In The Angry Scar, Carter states there were four committee votes against and eleven votes in favor of secession (Lamar’s Ordinance of Secession). The convention approved the committee’s vote and as Coahoma’s representative to the convention, Alcorn, as well as Yerger (Washington County) and Brooke (one of two representatives from Warren County) signed the Ordinance of Secession on 9 January 1861 along with ninety-five other county representatives. Regarding that decision, I quote Alcorn from Hodding Carter’s The Angry Scar:
 
“I have thought that a different course...should have been adopted and to that end I have labored and spoken,” Alcorn told the convention. “But the die is cast—the Rubicon is crossed—and I enlist in the army that marches to Rome.”  

And he did (join the army, I mean). Actually, his avowed proclamation above is a double entendre. Ultimately, he “served” both armies, to the detriment of the reputed “initial” commitment he made above and to the benefit of both the “Union” and himself once Grant and Sherman started stomping around, first plundering, then burning the state. But I would argue that his “first” loyalty was fomented as a Whig and that his subsequent two-faced double-cross when the going got tough (or the advantages became clear) was such a Whig thing to do. 

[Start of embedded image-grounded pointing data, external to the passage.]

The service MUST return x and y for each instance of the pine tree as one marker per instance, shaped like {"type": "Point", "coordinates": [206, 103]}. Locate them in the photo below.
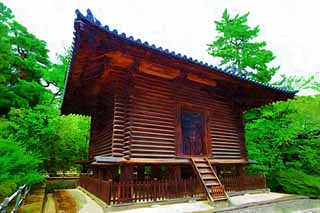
{"type": "Point", "coordinates": [23, 61]}
{"type": "Point", "coordinates": [236, 46]}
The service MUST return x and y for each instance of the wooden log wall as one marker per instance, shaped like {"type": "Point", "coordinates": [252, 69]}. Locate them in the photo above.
{"type": "Point", "coordinates": [102, 127]}
{"type": "Point", "coordinates": [153, 124]}
{"type": "Point", "coordinates": [121, 133]}
{"type": "Point", "coordinates": [144, 118]}
{"type": "Point", "coordinates": [223, 122]}
{"type": "Point", "coordinates": [152, 118]}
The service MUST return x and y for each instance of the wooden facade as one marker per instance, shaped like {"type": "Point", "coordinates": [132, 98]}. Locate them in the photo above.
{"type": "Point", "coordinates": [149, 106]}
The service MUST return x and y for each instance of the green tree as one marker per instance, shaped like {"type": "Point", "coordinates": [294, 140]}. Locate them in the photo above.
{"type": "Point", "coordinates": [17, 167]}
{"type": "Point", "coordinates": [236, 46]}
{"type": "Point", "coordinates": [284, 138]}
{"type": "Point", "coordinates": [24, 59]}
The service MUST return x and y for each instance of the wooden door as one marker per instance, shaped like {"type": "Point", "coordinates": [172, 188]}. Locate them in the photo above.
{"type": "Point", "coordinates": [193, 133]}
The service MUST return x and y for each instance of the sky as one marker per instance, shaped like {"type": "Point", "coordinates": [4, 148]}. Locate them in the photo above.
{"type": "Point", "coordinates": [290, 27]}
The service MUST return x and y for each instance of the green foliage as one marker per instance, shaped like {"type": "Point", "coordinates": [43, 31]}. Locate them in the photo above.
{"type": "Point", "coordinates": [17, 167]}
{"type": "Point", "coordinates": [236, 46]}
{"type": "Point", "coordinates": [61, 184]}
{"type": "Point", "coordinates": [24, 59]}
{"type": "Point", "coordinates": [283, 136]}
{"type": "Point", "coordinates": [297, 182]}
{"type": "Point", "coordinates": [31, 129]}
{"type": "Point", "coordinates": [57, 140]}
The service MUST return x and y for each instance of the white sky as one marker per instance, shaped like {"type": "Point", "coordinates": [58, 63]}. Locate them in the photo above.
{"type": "Point", "coordinates": [291, 28]}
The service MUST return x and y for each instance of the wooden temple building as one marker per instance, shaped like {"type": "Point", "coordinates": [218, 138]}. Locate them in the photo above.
{"type": "Point", "coordinates": [162, 125]}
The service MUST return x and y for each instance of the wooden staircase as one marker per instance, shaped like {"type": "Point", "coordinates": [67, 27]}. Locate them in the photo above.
{"type": "Point", "coordinates": [209, 180]}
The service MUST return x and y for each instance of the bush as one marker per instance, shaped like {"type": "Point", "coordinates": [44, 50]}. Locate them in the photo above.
{"type": "Point", "coordinates": [296, 182]}
{"type": "Point", "coordinates": [18, 167]}
{"type": "Point", "coordinates": [61, 184]}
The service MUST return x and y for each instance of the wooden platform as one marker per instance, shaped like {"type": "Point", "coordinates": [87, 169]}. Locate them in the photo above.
{"type": "Point", "coordinates": [107, 160]}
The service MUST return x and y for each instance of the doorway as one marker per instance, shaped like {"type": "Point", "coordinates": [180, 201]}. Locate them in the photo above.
{"type": "Point", "coordinates": [193, 133]}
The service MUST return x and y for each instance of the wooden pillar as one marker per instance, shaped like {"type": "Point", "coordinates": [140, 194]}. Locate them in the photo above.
{"type": "Point", "coordinates": [126, 173]}
{"type": "Point", "coordinates": [240, 170]}
{"type": "Point", "coordinates": [175, 172]}
{"type": "Point", "coordinates": [155, 172]}
{"type": "Point", "coordinates": [140, 171]}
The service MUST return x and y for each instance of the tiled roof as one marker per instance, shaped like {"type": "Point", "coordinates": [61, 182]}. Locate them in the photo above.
{"type": "Point", "coordinates": [91, 19]}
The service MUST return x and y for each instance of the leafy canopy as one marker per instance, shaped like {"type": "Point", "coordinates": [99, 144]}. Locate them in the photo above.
{"type": "Point", "coordinates": [34, 138]}
{"type": "Point", "coordinates": [23, 62]}
{"type": "Point", "coordinates": [236, 46]}
{"type": "Point", "coordinates": [284, 138]}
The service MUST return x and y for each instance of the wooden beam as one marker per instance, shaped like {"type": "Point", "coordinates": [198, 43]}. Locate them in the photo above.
{"type": "Point", "coordinates": [158, 70]}
{"type": "Point", "coordinates": [201, 80]}
{"type": "Point", "coordinates": [119, 59]}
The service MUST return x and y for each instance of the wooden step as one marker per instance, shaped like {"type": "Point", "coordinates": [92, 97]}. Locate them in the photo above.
{"type": "Point", "coordinates": [205, 171]}
{"type": "Point", "coordinates": [199, 160]}
{"type": "Point", "coordinates": [212, 183]}
{"type": "Point", "coordinates": [202, 165]}
{"type": "Point", "coordinates": [209, 179]}
{"type": "Point", "coordinates": [217, 198]}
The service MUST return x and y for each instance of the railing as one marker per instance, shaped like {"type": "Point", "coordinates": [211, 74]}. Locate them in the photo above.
{"type": "Point", "coordinates": [19, 197]}
{"type": "Point", "coordinates": [243, 182]}
{"type": "Point", "coordinates": [218, 191]}
{"type": "Point", "coordinates": [141, 191]}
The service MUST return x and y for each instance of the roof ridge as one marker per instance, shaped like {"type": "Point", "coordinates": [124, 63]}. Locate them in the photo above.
{"type": "Point", "coordinates": [93, 20]}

But I will grudgingly submit that there was more to Alcorn than greed and self-aggrandizement—even though that “more to” in reference to the State was to his own good—and believe me, he saw it. Vis-à-vis the likes of Adelbert Ames I can bring myself to side with the man. On that, there’s more to come. 

Thanks for reading. 

Charlsie

 

 

 

2 comments:

  1. Read this one, hoping to see a piece on Missouri!

    ReplyDelete
  2. Karen--are you from MO? I was born at St. Mary's Hospital in KC a generation ago--probably in a different facility now, but I think the hospital still exists. My dad was in KC going to school on the GI Bill.

    Used to be that some of my fellow Southerners would tell me I was born a Yankee, and I have to explain--No, one of those stars on that Battle Flag belongs to Missouri.